Having completed an exhaustive search of all available texts on the subject, Ron was convinced that there were no answers to be found in George Washington University or any other Western center of learning. Discovery would be a road he would have to walk himself and a road that would take him far from the boundaries of the nation. For, as he put it, "To be very blunt with you, it was very obvious that I was dealing with and living in a culture which knew less about the mind than the lowest primitive tribe I had ever come in contact with. Knowing also that people in the East were not able to reach as deeply and predictably into the riddles of the mind, as I had been led to expect, I knew I would have to do a lot of research."


"What did these people have in common? What is it that motivates them and where did they come from?"

L. Ron Hubbard


In the research that followed, Ron set out to find the basic principle of existence. He was searching for a principle which would lead to the unification of knowledge and explain the meaning of existence -- something other philosophers had set out to find in the past but never found.
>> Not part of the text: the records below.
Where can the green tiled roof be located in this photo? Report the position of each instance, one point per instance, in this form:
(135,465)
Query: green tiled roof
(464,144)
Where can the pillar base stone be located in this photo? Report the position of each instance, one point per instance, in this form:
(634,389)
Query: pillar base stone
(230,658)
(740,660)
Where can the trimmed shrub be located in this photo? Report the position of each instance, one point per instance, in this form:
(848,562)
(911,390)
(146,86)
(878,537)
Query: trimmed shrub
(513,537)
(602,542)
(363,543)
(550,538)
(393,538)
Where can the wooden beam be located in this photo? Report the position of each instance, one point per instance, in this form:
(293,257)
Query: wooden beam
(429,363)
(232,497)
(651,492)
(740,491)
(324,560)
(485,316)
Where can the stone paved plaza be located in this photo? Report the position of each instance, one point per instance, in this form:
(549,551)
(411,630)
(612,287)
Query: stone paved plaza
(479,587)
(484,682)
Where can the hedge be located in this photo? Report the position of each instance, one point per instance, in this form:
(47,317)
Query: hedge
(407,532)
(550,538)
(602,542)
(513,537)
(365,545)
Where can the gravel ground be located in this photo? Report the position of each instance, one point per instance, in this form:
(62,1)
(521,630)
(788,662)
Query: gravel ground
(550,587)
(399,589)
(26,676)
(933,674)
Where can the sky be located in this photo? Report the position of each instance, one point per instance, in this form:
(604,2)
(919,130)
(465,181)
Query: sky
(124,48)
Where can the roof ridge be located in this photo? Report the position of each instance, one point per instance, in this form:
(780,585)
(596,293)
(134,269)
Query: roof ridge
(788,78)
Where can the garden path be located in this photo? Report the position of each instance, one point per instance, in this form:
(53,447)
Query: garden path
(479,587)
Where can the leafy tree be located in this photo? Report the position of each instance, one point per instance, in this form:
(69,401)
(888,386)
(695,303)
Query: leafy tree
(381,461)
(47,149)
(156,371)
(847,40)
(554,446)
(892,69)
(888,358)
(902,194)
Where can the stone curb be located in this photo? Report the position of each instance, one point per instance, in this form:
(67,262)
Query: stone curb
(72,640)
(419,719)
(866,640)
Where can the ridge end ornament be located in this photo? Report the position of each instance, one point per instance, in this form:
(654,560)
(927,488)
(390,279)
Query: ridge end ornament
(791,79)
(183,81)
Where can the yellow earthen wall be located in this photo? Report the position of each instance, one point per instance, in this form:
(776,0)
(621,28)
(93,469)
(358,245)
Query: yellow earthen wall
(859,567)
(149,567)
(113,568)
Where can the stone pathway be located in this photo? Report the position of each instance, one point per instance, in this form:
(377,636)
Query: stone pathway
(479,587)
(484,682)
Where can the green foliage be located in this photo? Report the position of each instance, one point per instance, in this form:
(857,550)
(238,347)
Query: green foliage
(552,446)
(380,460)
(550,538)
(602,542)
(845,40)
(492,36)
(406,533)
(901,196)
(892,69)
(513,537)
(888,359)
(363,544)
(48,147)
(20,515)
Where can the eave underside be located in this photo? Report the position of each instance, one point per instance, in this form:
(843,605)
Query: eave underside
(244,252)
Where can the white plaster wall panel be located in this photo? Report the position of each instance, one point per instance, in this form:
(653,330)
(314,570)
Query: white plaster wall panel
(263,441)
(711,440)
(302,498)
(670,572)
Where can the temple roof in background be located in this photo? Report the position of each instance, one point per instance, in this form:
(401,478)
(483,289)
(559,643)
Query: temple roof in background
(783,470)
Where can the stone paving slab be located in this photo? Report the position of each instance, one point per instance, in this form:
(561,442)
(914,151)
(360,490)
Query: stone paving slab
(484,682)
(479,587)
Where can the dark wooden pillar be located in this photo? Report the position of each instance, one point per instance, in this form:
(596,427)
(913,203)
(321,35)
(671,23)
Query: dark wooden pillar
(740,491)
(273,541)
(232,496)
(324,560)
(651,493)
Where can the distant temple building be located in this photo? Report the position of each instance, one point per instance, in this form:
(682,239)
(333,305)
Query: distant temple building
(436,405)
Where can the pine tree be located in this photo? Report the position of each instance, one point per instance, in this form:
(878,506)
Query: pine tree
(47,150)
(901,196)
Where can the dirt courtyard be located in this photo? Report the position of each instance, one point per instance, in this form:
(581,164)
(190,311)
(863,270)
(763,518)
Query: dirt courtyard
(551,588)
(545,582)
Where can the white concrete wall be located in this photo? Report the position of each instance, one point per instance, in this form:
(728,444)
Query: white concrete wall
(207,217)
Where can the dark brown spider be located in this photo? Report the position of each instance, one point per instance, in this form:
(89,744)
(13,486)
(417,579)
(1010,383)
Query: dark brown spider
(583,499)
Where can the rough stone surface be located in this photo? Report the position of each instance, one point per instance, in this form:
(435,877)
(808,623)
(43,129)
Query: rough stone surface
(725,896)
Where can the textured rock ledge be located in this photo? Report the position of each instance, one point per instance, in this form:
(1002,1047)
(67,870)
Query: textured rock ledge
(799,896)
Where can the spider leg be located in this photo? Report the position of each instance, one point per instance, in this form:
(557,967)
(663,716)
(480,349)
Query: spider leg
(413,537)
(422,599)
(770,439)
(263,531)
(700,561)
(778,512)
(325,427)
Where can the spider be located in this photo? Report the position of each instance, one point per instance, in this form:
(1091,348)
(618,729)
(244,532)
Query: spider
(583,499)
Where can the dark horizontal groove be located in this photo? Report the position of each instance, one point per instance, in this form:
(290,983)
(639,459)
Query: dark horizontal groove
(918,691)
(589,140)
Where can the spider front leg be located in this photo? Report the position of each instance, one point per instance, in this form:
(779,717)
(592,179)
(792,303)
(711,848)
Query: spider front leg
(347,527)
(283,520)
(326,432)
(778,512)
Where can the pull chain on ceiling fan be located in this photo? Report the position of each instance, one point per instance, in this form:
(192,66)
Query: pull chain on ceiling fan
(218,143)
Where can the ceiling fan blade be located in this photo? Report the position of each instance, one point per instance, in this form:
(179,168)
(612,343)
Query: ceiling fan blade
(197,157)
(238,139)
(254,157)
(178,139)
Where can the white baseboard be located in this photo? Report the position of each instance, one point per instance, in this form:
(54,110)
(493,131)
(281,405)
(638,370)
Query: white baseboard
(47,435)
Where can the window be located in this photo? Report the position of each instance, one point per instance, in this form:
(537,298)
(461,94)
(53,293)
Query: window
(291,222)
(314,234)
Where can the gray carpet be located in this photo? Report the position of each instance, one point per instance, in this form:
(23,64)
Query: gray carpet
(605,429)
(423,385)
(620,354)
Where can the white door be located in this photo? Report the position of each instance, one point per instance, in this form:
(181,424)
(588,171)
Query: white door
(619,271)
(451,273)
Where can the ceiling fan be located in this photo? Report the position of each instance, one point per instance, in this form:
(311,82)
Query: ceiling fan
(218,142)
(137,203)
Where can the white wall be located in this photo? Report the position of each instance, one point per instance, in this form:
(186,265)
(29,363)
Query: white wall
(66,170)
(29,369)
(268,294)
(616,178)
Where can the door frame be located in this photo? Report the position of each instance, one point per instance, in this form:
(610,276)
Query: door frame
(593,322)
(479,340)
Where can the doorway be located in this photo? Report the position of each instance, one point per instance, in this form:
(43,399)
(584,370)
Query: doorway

To do this, he knew he needed to study man in many different settings and cultures and in the summer of 1932, he embarked upon a series of overseas expeditions. The first, aboard one of the last four-masted schooners, took him to the Caribbean where he examined the primitive villagers of Martinique. Returning to the West Indies a few months later, he studied cultures of other islands including Haitian and their esoteric beliefs in voodoo. He observed the Espiritismo beliefs of the Puerto Rican hill people ... and all the while continued to ask the questions -- "What did these people have in common? What is it that motivates them and where did they come from?"